O acordo de não persecução penal (ANPP) foi inserido no ordenamento jurídico por meio da Lei nº 13964/2019, que “aperfeiçoa a legislação penal e processual penal”.
A previsão expressa está no artigo 28-A inserido ao Código de Processo Penal, no seguinte sentido:
“Art. 28-A. Não sendo caso de arquivamento e tendo o investigado confessado formal e circunstancialmente a prática de infração penal sem violência ou grave ameaça e com pena mínima inferior a 4 (quatro) anos, o Ministério Público poderá propor acordo de não persecução penal, desde que necessário e suficiente para reprovação e prevenção do crime, mediante as seguintes condições ajustadas cumulativa e alternativamente:
I – reparar o dano ou restituir a coisa à vítima, exceto na impossibilidade de fazê-lo;
II – renunciar voluntariamente a bens e direitos indicados pelo Ministério Público como instrumentos, produto ou proveito do crime;
III – prestar serviço à comunidade ou a entidades públicas por período correspondente à pena mínima cominada ao delito diminuída de um a dois terços, em local a ser indicado pelo juízo da execução, na forma do art. 46 do Decreto-Lei nº 2.848, de 7 de dezembro de 1940 (Código Penal);
IV – pagar prestação pecuniária, a ser estipulada nos termos do art. 45 do Decreto-Lei nº 2.848, de 7 de dezembro de 1940 (Código Penal), a entidade pública ou de interesse social, a ser indicada pelo juízo da execução, que tenha, preferencialmente, como função proteger bens jurídicos iguais ou semelhantes aos aparentemente lesados pelo delito; ou
V – cumprir, por prazo determinado, outra condição indicada pelo Ministério Público, desde que proporcional e compatível com a infração penal imputada.
O conceito do acordo de não persecução penal pode ser definido como um instrumento ou ferramenta jurídica consensual, substituindo a justiça criminal comum, para a resolução da repressão a uma infração penal praticada, sem que haja condenação do acusado e privação da liberdade.
Apesar disso, um dos requisitos para a homologação pelo juiz do ANPP é a confissão da prática da infração pelo acusado, de modo que o crime é reconhecido pelo Ministério Público.

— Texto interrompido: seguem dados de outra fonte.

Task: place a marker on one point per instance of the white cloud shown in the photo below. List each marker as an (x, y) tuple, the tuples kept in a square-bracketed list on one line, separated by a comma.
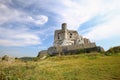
[(8, 14), (12, 37), (77, 12), (107, 30)]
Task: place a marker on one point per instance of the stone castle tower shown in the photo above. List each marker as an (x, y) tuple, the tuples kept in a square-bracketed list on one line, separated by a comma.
[(66, 37), (69, 42)]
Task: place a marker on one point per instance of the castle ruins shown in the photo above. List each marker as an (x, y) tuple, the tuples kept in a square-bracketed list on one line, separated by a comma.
[(69, 42)]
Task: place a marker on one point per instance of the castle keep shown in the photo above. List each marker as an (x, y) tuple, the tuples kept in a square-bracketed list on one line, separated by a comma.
[(69, 42), (66, 37)]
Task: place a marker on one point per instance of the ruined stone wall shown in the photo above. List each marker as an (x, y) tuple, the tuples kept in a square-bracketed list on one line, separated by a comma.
[(64, 49)]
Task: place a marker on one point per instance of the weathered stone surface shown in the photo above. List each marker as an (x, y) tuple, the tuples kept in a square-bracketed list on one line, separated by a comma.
[(65, 37), (69, 42)]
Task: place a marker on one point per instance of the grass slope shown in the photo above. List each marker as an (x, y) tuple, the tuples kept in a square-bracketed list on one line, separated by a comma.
[(72, 67)]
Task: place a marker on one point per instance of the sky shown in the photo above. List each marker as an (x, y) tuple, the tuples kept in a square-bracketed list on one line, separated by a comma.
[(27, 26)]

Não há o procedimento padrão de imposição de penalidade ao réu, mas há imposição de penalidade para repressão do crime cometido, de outras formas não compatíveis com a privação de liberdade.
Na prática, traz benefícios para ambas as partes, além de desafogar o judiciário e solucionar a questão criminal de outra forma.
Em que hipóteses tem cabimento o acordo de não persecução penal?
Poderá ser proposto o acordo pelo Ministério Público quando o investigado confessar formal e circunstancialmente a prática da infração penal sem violência ou grave ameaça e que tenha previsão da pena mínima inferior a 4 (quatro) anos, desde que necessário e suficiente para reprovação e prevenção do crime (art. 28-A, CPP).
Alguns crimes exemplos que permitem o ANPP são furto, estelionato, porte ilegal de arma de fogo e outros.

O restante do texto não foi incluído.